In 1968, inspired by the youth-led protest movements across the world, director Nagisa Oshima cast two fresh faces — painter/designer Tadanori Yokoo and actress Rie Yokoyama (Ecstasy of the Angels and Female Prisoner #701: Scorpion), both in their first film roles — as the titular book thief Birdy Hilltop and phony book salesgirl Umeko, who embark on an experimental, erotic, pop-art crime spree across Tokyo. Diary of a Shinjuku Thief is Oshima’s tribute to legendary writer Jean Genet, mashing together sexual desire with revolutionary dogma just to see what might happen.
Oshima’s revolution is a more free-wheeling one than his comrade Jean-Luc Godard (with whom he is paired for BAM’s Oshima X Godard series); the film’s faux-documentary interludes and excursions into kabuki theater suggest a playful wink that’s not always found in Godard’s work. Real-life leftist luminaries like Juro Kara (underground playwright and theater director) and his Situation Players, along with Moichi Tanabe, the actual owner of the bookstore robbed in the film, make winking cameos and further blur the line between fact and fiction. Diary of a Shinjuku Thief is part portrait of the Tokyo counter-culture, part revolutionary analysis of sexual desire, and part dizzying, colorful explosion of tasteful Japanese cinema.

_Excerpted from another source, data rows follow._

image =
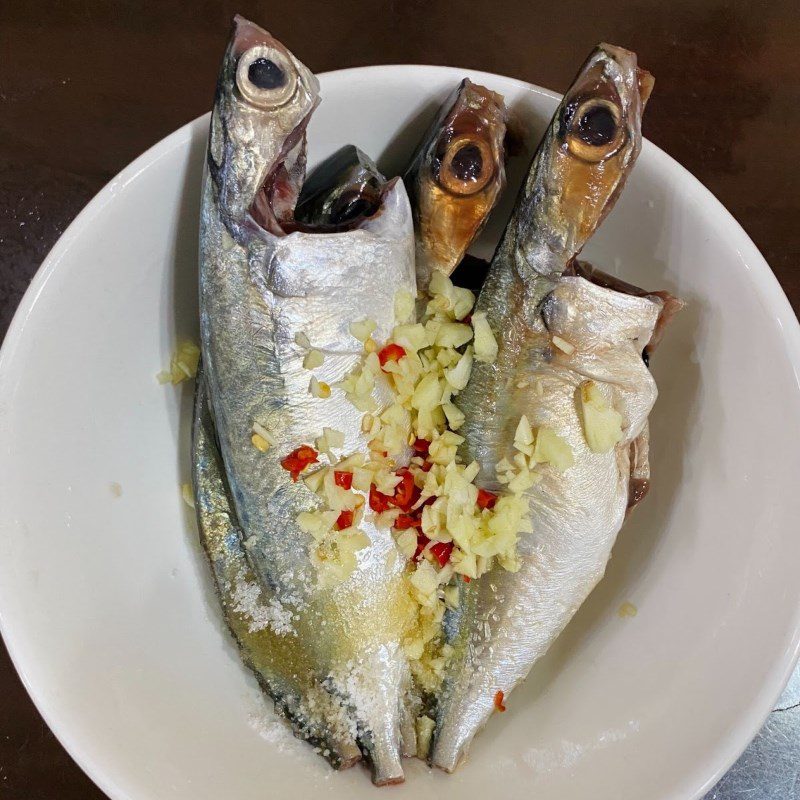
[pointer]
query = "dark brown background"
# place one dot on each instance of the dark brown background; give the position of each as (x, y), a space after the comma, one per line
(85, 86)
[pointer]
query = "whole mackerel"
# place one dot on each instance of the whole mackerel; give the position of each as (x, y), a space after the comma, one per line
(330, 654)
(553, 333)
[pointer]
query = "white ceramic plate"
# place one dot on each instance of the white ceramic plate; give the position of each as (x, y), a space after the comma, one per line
(106, 602)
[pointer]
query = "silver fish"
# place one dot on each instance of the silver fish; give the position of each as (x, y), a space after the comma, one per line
(261, 629)
(346, 185)
(263, 280)
(507, 621)
(456, 176)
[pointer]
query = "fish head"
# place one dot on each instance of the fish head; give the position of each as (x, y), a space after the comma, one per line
(457, 175)
(256, 152)
(584, 158)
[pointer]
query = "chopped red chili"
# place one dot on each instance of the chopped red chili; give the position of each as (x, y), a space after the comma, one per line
(392, 352)
(378, 501)
(343, 479)
(344, 520)
(404, 491)
(299, 459)
(406, 521)
(486, 499)
(441, 552)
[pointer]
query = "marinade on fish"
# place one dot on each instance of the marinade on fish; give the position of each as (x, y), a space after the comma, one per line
(556, 334)
(268, 285)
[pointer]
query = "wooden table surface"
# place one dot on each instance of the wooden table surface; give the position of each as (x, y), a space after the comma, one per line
(87, 85)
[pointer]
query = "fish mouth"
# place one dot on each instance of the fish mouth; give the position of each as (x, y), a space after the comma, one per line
(273, 207)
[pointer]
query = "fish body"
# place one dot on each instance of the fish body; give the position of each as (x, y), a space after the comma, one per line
(508, 620)
(456, 177)
(346, 185)
(264, 280)
(262, 629)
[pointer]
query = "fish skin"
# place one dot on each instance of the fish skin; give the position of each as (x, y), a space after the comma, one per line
(271, 650)
(506, 620)
(450, 212)
(259, 286)
(347, 184)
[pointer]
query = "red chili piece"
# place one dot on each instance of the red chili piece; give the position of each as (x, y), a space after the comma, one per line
(392, 352)
(299, 459)
(344, 520)
(405, 490)
(378, 501)
(343, 479)
(486, 499)
(422, 446)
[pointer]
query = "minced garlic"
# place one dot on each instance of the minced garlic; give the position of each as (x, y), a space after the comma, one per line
(602, 424)
(183, 364)
(446, 528)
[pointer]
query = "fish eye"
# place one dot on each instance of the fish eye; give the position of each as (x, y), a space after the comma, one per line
(595, 130)
(467, 166)
(265, 77)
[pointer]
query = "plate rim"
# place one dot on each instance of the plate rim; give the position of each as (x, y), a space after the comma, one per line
(694, 785)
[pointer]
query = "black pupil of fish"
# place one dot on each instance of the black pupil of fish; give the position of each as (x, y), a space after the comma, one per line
(467, 163)
(266, 74)
(597, 126)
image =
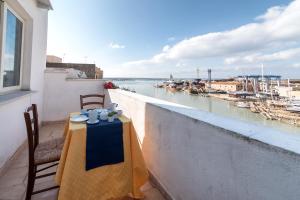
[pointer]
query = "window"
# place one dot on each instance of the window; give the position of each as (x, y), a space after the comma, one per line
(11, 49)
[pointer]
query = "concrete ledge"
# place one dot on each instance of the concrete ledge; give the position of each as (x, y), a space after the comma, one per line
(13, 96)
(155, 183)
(289, 143)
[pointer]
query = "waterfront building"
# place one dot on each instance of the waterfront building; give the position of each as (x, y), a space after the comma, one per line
(91, 71)
(190, 153)
(53, 59)
(228, 86)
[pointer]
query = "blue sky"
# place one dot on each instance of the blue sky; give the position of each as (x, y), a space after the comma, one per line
(143, 38)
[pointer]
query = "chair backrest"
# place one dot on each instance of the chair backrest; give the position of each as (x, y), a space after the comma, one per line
(32, 125)
(93, 102)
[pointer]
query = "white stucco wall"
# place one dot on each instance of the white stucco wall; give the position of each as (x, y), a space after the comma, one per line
(12, 127)
(61, 95)
(198, 155)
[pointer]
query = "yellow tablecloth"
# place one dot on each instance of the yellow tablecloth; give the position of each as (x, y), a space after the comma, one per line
(106, 182)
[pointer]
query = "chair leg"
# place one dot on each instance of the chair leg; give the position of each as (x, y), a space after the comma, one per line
(30, 182)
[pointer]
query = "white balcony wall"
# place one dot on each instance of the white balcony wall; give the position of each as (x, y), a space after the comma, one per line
(12, 106)
(62, 94)
(197, 155)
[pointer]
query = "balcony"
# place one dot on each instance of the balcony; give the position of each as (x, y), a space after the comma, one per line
(13, 179)
(190, 154)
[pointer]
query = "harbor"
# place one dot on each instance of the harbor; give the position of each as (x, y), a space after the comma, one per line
(220, 104)
(269, 95)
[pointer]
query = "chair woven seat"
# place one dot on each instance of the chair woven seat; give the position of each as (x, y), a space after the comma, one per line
(48, 151)
(56, 143)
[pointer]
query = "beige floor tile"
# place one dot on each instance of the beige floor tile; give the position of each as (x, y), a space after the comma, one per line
(153, 194)
(13, 193)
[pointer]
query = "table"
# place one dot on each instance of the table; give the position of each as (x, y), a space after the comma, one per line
(106, 182)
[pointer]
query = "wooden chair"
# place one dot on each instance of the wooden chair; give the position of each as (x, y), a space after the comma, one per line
(39, 153)
(100, 102)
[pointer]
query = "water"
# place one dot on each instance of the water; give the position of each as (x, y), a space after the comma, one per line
(210, 104)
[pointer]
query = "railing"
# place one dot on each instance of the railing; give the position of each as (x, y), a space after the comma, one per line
(198, 155)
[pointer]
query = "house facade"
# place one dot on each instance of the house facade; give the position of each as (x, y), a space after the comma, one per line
(23, 44)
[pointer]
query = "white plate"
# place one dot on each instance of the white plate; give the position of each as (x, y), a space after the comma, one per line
(99, 110)
(95, 122)
(79, 118)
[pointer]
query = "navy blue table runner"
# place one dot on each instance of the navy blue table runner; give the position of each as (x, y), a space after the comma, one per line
(104, 144)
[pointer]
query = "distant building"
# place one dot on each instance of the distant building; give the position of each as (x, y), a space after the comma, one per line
(53, 59)
(289, 92)
(91, 71)
(228, 86)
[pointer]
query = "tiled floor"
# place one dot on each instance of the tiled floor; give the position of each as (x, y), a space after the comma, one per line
(13, 179)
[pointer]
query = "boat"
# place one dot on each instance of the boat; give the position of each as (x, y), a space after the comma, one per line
(243, 104)
(293, 109)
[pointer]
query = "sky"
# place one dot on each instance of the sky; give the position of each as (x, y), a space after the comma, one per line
(156, 38)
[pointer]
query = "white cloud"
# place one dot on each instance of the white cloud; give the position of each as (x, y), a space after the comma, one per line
(170, 39)
(166, 48)
(278, 26)
(116, 46)
(258, 57)
(296, 65)
(271, 13)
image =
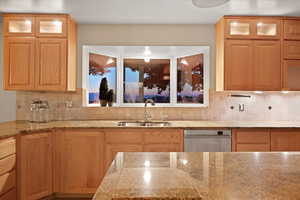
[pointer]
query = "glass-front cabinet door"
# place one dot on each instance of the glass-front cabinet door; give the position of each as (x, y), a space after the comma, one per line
(291, 75)
(267, 29)
(238, 28)
(51, 26)
(19, 25)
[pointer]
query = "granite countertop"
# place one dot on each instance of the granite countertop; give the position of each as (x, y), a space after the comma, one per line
(12, 128)
(202, 176)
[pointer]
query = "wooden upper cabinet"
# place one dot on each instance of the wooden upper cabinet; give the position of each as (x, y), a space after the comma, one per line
(239, 65)
(253, 28)
(19, 63)
(239, 28)
(267, 65)
(35, 170)
(51, 64)
(292, 29)
(291, 74)
(45, 61)
(19, 25)
(51, 26)
(285, 140)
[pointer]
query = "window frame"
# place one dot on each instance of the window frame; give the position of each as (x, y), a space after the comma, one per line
(87, 49)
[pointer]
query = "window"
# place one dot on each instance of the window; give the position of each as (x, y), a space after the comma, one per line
(128, 75)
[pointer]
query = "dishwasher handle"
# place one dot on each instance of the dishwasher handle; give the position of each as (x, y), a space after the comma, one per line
(199, 133)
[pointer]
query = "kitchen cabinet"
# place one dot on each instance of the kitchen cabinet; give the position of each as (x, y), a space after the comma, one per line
(250, 140)
(19, 25)
(292, 29)
(239, 56)
(291, 74)
(285, 140)
(35, 166)
(7, 169)
(267, 65)
(51, 26)
(45, 61)
(51, 73)
(248, 54)
(79, 157)
(237, 27)
(19, 63)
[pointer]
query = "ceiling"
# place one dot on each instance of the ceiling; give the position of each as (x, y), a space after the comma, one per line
(150, 11)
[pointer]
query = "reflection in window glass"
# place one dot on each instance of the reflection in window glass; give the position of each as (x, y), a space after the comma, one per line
(190, 78)
(145, 79)
(102, 79)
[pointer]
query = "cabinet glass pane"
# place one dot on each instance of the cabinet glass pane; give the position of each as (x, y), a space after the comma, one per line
(293, 74)
(19, 26)
(146, 79)
(266, 29)
(51, 26)
(102, 79)
(190, 79)
(239, 28)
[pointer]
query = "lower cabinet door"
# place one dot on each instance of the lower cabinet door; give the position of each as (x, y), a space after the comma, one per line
(112, 150)
(79, 156)
(35, 166)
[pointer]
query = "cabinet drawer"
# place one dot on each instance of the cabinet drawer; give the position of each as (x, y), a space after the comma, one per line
(7, 147)
(7, 164)
(253, 136)
(7, 182)
(127, 136)
(292, 49)
(252, 147)
(167, 136)
(11, 195)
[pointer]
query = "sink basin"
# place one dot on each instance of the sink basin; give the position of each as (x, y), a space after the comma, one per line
(143, 124)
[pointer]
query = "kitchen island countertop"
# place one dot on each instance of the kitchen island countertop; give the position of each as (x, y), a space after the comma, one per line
(202, 176)
(13, 128)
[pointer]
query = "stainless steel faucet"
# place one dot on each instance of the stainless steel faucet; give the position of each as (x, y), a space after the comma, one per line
(147, 115)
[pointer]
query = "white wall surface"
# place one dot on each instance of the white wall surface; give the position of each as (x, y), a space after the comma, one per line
(7, 99)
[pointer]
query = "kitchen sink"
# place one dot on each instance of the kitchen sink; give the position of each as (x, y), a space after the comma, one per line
(143, 124)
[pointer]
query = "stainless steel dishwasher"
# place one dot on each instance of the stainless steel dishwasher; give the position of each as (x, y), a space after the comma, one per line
(207, 140)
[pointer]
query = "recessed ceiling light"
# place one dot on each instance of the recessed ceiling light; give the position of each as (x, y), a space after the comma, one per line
(209, 3)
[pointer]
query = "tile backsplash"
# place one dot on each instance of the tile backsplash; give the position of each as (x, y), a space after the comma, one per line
(222, 106)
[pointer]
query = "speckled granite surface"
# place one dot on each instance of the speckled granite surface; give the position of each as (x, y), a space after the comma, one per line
(15, 127)
(197, 176)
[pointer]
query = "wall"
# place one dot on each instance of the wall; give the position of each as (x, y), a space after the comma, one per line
(7, 99)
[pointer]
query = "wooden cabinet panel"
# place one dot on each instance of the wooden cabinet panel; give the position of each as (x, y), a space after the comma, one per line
(291, 50)
(7, 182)
(11, 195)
(251, 140)
(292, 29)
(111, 151)
(163, 136)
(163, 148)
(267, 65)
(291, 74)
(51, 64)
(82, 161)
(18, 25)
(35, 166)
(19, 63)
(7, 147)
(285, 140)
(239, 65)
(7, 164)
(51, 26)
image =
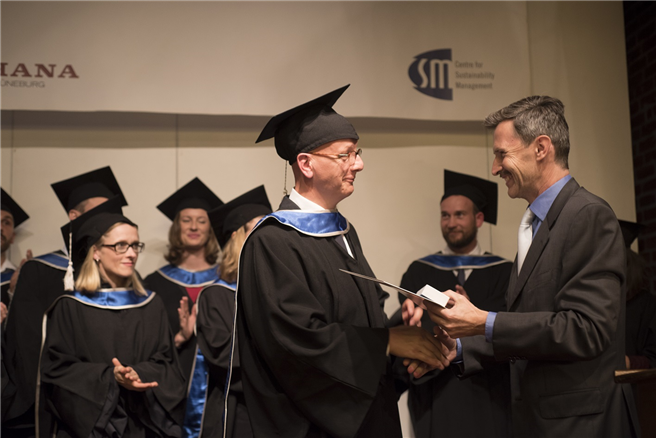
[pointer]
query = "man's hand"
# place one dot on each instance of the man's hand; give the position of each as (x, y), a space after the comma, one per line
(417, 343)
(128, 378)
(461, 319)
(418, 368)
(411, 314)
(14, 276)
(187, 322)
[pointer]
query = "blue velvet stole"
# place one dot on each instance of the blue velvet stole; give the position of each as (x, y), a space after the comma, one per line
(231, 286)
(5, 276)
(198, 388)
(113, 298)
(446, 262)
(196, 398)
(318, 224)
(187, 278)
(54, 260)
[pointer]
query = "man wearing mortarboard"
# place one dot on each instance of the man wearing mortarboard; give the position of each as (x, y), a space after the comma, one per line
(40, 282)
(11, 216)
(439, 403)
(314, 352)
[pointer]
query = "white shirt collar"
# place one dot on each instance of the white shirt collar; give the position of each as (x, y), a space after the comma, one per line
(304, 203)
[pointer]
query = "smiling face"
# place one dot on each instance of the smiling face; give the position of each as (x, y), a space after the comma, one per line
(194, 228)
(6, 230)
(515, 162)
(333, 178)
(117, 268)
(460, 223)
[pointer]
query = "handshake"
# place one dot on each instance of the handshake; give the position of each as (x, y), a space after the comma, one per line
(423, 352)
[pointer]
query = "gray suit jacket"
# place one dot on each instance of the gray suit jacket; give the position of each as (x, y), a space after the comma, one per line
(564, 329)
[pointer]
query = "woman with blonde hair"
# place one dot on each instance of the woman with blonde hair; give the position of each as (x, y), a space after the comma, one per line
(192, 255)
(232, 223)
(108, 365)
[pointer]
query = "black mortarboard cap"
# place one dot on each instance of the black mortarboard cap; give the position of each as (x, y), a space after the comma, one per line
(232, 215)
(483, 193)
(8, 204)
(630, 231)
(308, 126)
(194, 194)
(88, 228)
(97, 183)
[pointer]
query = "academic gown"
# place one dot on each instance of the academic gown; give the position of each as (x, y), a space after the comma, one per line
(440, 404)
(83, 334)
(5, 278)
(171, 283)
(214, 324)
(40, 283)
(312, 340)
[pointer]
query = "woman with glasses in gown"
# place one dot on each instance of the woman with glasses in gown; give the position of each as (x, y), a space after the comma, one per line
(108, 366)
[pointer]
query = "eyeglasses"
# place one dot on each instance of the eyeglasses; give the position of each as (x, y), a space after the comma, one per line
(349, 156)
(122, 247)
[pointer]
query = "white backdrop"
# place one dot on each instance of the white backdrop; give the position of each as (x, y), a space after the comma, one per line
(259, 58)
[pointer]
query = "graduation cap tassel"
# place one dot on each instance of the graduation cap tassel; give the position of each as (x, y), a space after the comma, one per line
(69, 281)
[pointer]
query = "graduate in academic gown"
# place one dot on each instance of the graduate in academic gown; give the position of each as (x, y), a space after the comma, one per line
(108, 366)
(192, 256)
(40, 282)
(312, 340)
(232, 223)
(440, 404)
(11, 216)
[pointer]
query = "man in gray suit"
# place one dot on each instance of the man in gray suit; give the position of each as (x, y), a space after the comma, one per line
(563, 331)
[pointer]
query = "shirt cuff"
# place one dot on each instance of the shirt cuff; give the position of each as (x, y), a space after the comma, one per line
(458, 358)
(489, 326)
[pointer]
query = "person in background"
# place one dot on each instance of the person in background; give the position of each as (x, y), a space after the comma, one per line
(41, 281)
(108, 364)
(192, 255)
(232, 223)
(11, 216)
(640, 306)
(440, 404)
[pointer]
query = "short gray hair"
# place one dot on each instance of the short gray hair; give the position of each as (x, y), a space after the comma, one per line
(534, 116)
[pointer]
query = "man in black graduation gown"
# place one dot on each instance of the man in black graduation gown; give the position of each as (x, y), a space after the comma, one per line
(312, 340)
(440, 404)
(11, 216)
(40, 282)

Birdy and Umeko are ciphers in their world of shifting principles. After turning Birdy into the bookstore owner for stealing, Umeko reveals she doesn’t actually work at the store, but pretended to in order to meet Birdy. The pleasure of knowledge is on par with the pleasure of orgasm, real is fake and fake is real, black and white blossoms into color and then retracts again. The movie, and the characters, contain multitudes, and by focusing on one meaning, they (and we) miss many others. This anarchic mashup of image and political thought isn’t for everyone, but its barely-controlled chaos will appeal to fans of Shuji Terayama, Koji Wakamatsu, and, yes, Godard.